The most important findings that our study established include a reduction in bonding strength in high viscosity cement verses low viscosity cement (P < 0.001), an overall trend between time to application and pull-off strength, and a reduction in bonding strength on coated verses uncoated surfaces (P = 0.037). Although multifactorial failures of this variety are often difficult to predict and even more difficult to ascertain cement adhesion deficiencies, it appears that at least two, if not three, combinations may be in play for suboptimal fixation. Clearly the cement viscosity link to the surface technology is vital.
Secondly, this study suggests there to be an overall inferior fixation of cement to a coated surface. What is interesting, however, is the individual trend for particular cement types with respect to coating status. The finding that each cement type responds differently to coating status, as seen in Fig. 3, that implores a further exploration of the current implant-cement combinations being utilized.
Finally, this study shows that there is an unrecognized variation in implant adhesive properties. Our conclusion that low viscosity cement is statistically superior to high viscosity cement in regards to pull-off strength is consistent with prior findings published in the previous few years of high viscosity cement having a higher susceptibility for aseptic loosening of the tibial component than other cements [3, 6, 11, 12, 14]. Ultimately, coated implants used with high viscosity cement may have inferior adhesion strength, which could be detrimental to implant durability. Despite this, the integrity of the coated surface has been suspect for some time. Fixation of cement is not a covalent atom-to-atom link, but instead a dipole-dipole interaction that creates polarization effects on a mechanical roughened substrate. As this is exposed to water, bonding strength decreases, resulting in lower yield strength from hydrolyzation [7]. Secondly, crack propagation in cement may also weaken the cement at the bond junction. Pre-treatment with SiOx has been reported to greatly enhance bond strength, creating Van der Waals ionic bonds with the silicon monoxide layer, stabilizing the hydrolytic debonding while lessening surface crack propagation [20, 22]. However, the pre-treatment is not present on this implant or others to our knowledge.
Strengths and limitations
Weakness and limits exist in any study, as ours is not immune in this particular scenario. The most profound is the extremely narrow “workable phase” where extended time caused massive weakness in cement strength. In this series, samples were never tested beyond 5 minutes to lesson confounding variables of cement adhesion. Also, a number of dowel plugs extruded cement despite attempts to clean around the base, which may affect adhesion, as the surface area would be larger than the 4.5 mm cone. We sought to limit this by making an area normalization adjustment. Extruded cement represents a confounding variable inherent in any type of force study, of which this study is no exception.

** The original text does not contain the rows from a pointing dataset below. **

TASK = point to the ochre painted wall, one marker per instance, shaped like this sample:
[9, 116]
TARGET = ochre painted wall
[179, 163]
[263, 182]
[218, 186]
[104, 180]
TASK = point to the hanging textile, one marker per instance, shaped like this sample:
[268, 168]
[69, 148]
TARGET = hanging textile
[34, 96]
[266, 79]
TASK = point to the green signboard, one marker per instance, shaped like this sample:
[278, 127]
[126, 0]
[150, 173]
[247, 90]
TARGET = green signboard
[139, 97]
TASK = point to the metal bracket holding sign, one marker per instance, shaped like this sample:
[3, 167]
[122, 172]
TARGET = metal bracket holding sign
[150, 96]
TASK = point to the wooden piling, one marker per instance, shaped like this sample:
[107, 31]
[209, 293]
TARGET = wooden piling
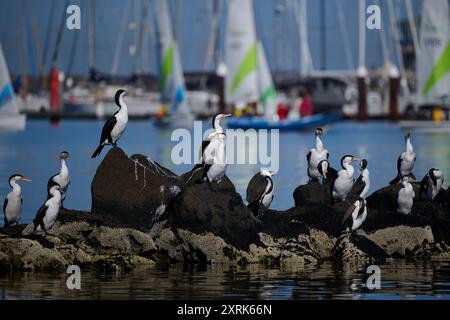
[394, 83]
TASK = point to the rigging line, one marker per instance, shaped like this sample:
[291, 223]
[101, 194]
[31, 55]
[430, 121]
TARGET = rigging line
[344, 35]
[59, 36]
[119, 44]
[212, 41]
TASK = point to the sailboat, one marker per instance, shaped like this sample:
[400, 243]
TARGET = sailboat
[249, 79]
[433, 69]
[10, 118]
[172, 86]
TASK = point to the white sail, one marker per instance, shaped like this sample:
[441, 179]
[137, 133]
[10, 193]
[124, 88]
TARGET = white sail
[267, 94]
[9, 110]
[433, 63]
[8, 103]
[241, 53]
[171, 74]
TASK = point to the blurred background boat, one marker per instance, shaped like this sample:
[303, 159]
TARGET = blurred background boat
[171, 72]
[10, 118]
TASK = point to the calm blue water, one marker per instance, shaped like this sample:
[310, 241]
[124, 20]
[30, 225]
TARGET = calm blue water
[421, 280]
[35, 151]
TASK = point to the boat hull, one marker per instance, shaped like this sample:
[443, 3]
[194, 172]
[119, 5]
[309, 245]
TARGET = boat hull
[284, 125]
[12, 121]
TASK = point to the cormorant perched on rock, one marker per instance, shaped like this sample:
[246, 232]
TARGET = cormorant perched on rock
[343, 184]
[431, 184]
[217, 129]
[355, 215]
[315, 156]
[114, 126]
[405, 198]
[12, 206]
[215, 162]
[260, 191]
[62, 178]
[405, 162]
[48, 212]
[361, 186]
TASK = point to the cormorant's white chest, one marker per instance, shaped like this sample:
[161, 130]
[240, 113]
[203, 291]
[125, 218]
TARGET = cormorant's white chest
[405, 199]
[343, 183]
[121, 123]
[13, 208]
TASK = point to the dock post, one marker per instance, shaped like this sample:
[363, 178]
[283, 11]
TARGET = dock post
[394, 83]
[221, 74]
[362, 93]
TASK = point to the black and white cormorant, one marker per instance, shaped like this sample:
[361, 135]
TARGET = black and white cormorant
[343, 184]
[405, 162]
[12, 206]
[217, 129]
[431, 184]
[215, 163]
[355, 215]
[114, 126]
[315, 156]
[357, 212]
[362, 184]
[260, 191]
[405, 197]
[48, 212]
[62, 178]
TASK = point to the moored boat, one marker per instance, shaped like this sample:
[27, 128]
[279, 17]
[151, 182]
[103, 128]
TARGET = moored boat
[303, 123]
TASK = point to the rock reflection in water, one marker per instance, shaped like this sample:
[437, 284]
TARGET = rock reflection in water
[399, 280]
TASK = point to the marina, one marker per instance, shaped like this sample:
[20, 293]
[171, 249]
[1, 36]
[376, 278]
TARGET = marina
[225, 150]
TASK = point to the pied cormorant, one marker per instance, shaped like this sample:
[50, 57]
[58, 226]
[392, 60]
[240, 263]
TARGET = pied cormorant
[343, 184]
[114, 126]
[405, 198]
[215, 162]
[62, 178]
[217, 129]
[431, 184]
[315, 156]
[405, 162]
[355, 215]
[48, 212]
[12, 206]
[361, 186]
[260, 191]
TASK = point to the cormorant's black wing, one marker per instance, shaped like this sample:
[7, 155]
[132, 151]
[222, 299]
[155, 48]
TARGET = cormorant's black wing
[107, 128]
[423, 186]
[205, 143]
[357, 188]
[256, 187]
[348, 216]
[362, 208]
[331, 177]
[399, 163]
[40, 216]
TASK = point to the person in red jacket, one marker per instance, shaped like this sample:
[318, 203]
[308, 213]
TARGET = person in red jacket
[306, 107]
[282, 111]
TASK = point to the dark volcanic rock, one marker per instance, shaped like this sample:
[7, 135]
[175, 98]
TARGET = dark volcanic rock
[283, 223]
[311, 193]
[382, 213]
[201, 209]
[134, 191]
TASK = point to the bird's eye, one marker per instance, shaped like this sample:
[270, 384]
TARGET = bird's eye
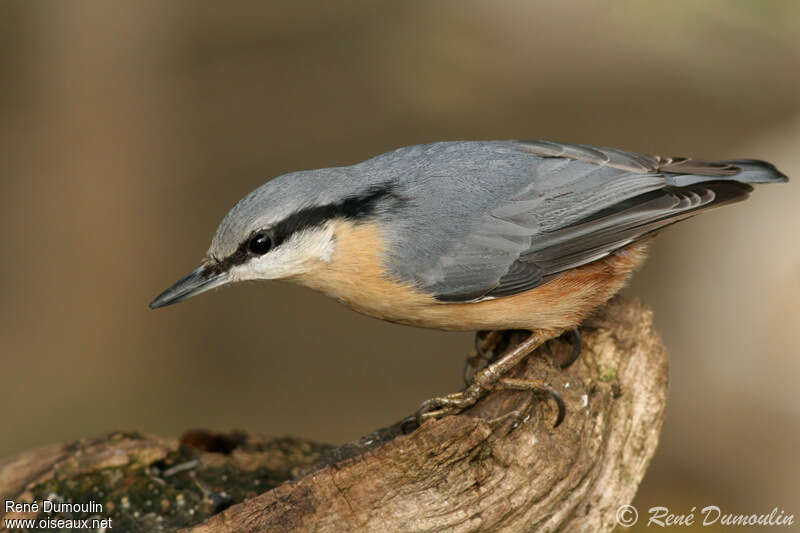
[260, 244]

We did not test any other makers of implants, but merely looked at the surface coating as a standard amongst the brand name utilized in this case. While this does not condemn surface technology modifications, it by no means excuses the importance at looking at what that may do in terms of the fixation long-term. There have been some questions regarding adhesion durability of cement fixation in vivo. The longer the implant remained in the patient, the more likely cement would loosen on tibial trays [8, 24]. This was confirmed in vitro studies, where after 60 days of incubation, strength of cement adhesion on ceramic coated cobalt chrome was completely unbonded [4, 26]. Comparatively, given similar surface there is no published data on differences in chrome cobalt and titanium. It is of note that the surface roughness of the coated implant is identical to the chrome cobalt. One report of pull out strength noted similar strength. However, a trend for inferior cement adhesion to ceramic was noted in the published data. This study was flawed due to the complexity of failure modes of sheer and bonding pull off failure that were not isolated [9]. It also should raise some concern in the orthopedic community that there are in fact differences in adhesion properties between certain cement brands and may extend to the technique the surgeon utilizes in terms of early verses late curing phase. The high viscosity cement is by far easier to work with than the low viscosity; however, if one is compelled to use coating systems, it may well serve the surgeon to ensure these surfaces have been tested to failure and not merely tested on what federal guidelines, ASTM, and ISO standards suggest are appropriate. It is also apparent that while we did not test cement in the late phase of curing but instead in the early “sticky” phase, one can only imagine what the results of our testing, let alone the clinically implications, would have been using cement during the late phases of curing. It is also important that our study, as are the majority of those cited above, is an in vitro study.
Additional sources of potential limitations include the size of the data set and the distribution of the data set. The size was relatively small, with a total of 153 implant-cement combinations tested. Ideally, the findings from our data would prompt a more extensive and larger exploration of the limitations of current cement, which would reduce any confounding variables that might be present in our data set. We found that our data were positively skewed (skewness = 1.7); however, this is unlikely to negate our findings and would be limited as well by future testing with more data points.